Déjà je vois certains me regarder de travers en se grattant la base du crâne avec l’air interrogatif qu’adopte la poule face à un engin provenant de Pluton : « de quoi qu’il cause celui-là ? » Et bien de vieilles voitures que je préfère nommer anciennes ou ancêtres. Attention la dénomination a une importance, une ancienne c’est plus de trente ans, une ancêtre c’est antérieur à la première guerre mondiale. Toute la différence tient qu’après le conflit la voiture devient un produit de grande consommation et qu’énormément de choses évoluèrent de manière fulgurante, mais nous ne sommes pas là pour un cours magistral sur l’histoire de la bagnole. Donc, comme je commençais à le dire, les guimbardes auxquelles je songe sont les voitures de papa ou de grand papa, entre les Renault 4CV d’après guerre et les De Dion Bouton de 1920, ces bouilles de tôle si adorables, si osées dans le dessin, si datées dans les finitions… et si insultées pour leurs vitesse d’asthmatiques lancés dans l’escalade du Mont Blanc. Bien sûr que ces voitures ne sont pas des foudres de guerre (quoiqu’il y a toute une série de véhicules capables de laisser sur place ces fameuses modernes dont tout le monde se vante… enfin bon passons), mais c’est aussi un art de vivre que de circuler dans ces engins qui devraient n’attirer sur elles que sympathie et sourires amusés. Comment ne pas craquer devant la bouille rigolote d’une Fiat 600, être impressionné par les monuments roulants qu’étaient les premières voitures à moteur à explosion, ne pas céder au confort d’avant-garde d’une DS ? Personnellement je ne peux que me rendre compte du côté désirable de ces pièces de musée.

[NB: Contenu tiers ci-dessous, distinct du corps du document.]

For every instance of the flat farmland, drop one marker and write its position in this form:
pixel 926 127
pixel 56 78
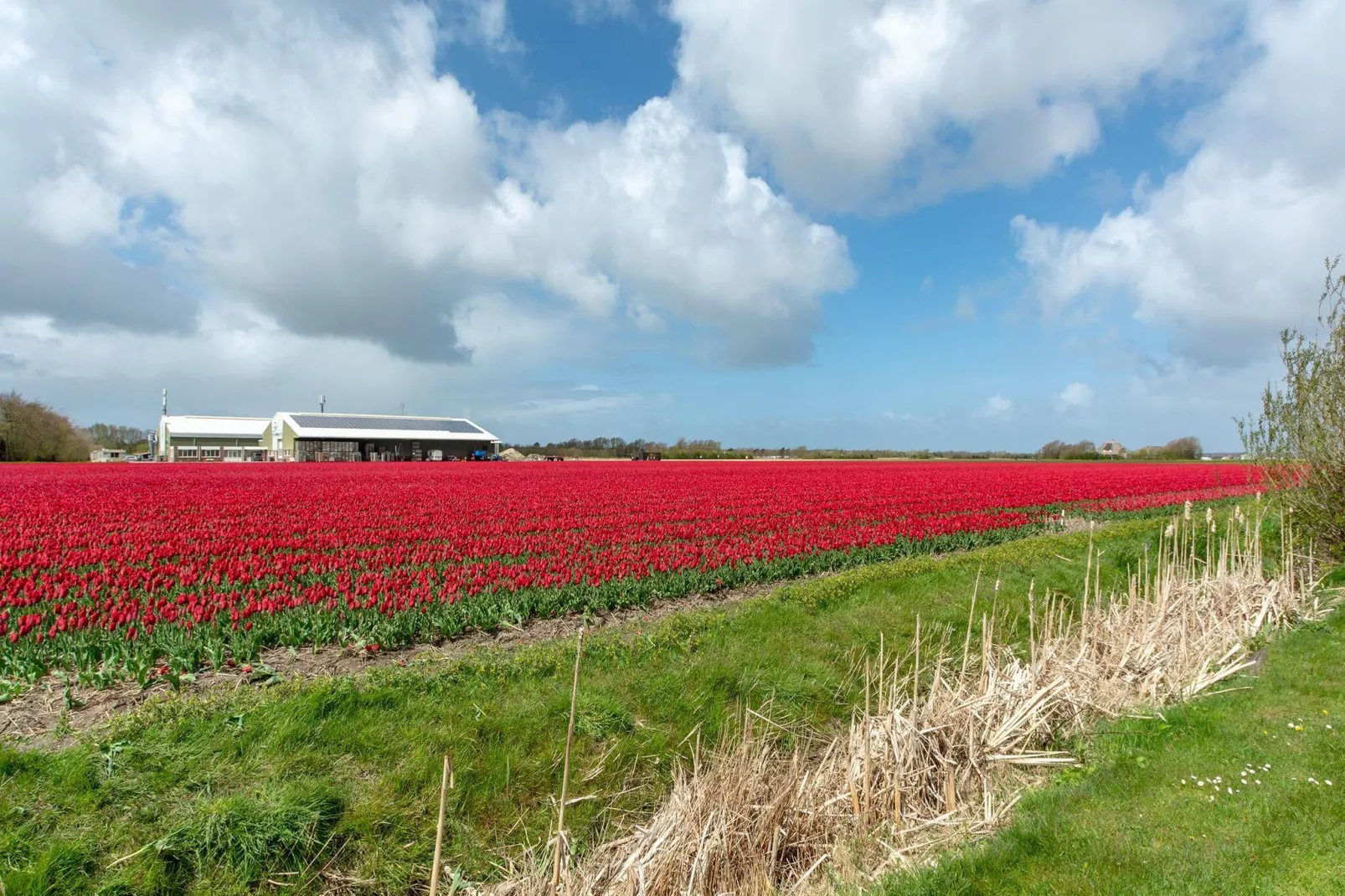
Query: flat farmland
pixel 144 569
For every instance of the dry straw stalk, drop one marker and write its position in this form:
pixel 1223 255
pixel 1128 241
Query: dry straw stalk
pixel 945 747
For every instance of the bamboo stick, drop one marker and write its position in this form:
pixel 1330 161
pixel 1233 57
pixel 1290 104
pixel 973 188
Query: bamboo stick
pixel 565 774
pixel 444 786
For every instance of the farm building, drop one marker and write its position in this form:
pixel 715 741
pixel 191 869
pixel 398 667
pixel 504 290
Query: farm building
pixel 321 436
pixel 308 436
pixel 194 437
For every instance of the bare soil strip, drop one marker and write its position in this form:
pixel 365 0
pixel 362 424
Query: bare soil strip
pixel 39 718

Tout de suite l’écologiste en mal de combat me rétorquera qu’une ancienne ce n’est pas catalysé, que ça pue, que ça consomme, que c’est bruyant… parce qu’il faut qu’une voiture soit aseptisée ? Parce qu’il vous faut un véhicule dénué d’âme pour qu’il soit politiquement correct ? L’artisanat a vécu ses belles heures dans le monde de la mécanique, de la carrosserie ou de la sellerie. Il y a tant d’anciennes qui étaient finies à la main, réparées et entretenues avec le soin d’un horloger pour une montre à gousset, et une voiture était un patrimoine et non un objet jetable tel un rasoir usagé. Il y a une relation vraiment chaleureuse avec ces engins sur qui des générations se sont acharnées au volant et pestées contre la circulation ou l’hirondelle pointant son bâton blanc en signe d’avertissement. Derrière le moteur de ces machines « périmées », il y a eu des cœurs et une espèce d’âme subsiste dans les anciennes. C’est aussi un peu pourquoi certaines ont des cotes élevées à cause d’un historique atypique : possédée par une star ou un personnage Historique, ou bien pour un palmarès de course certifié. Bref, l’ancienne c’est aussi la mémoire des anciens propriétaires qui perdurent.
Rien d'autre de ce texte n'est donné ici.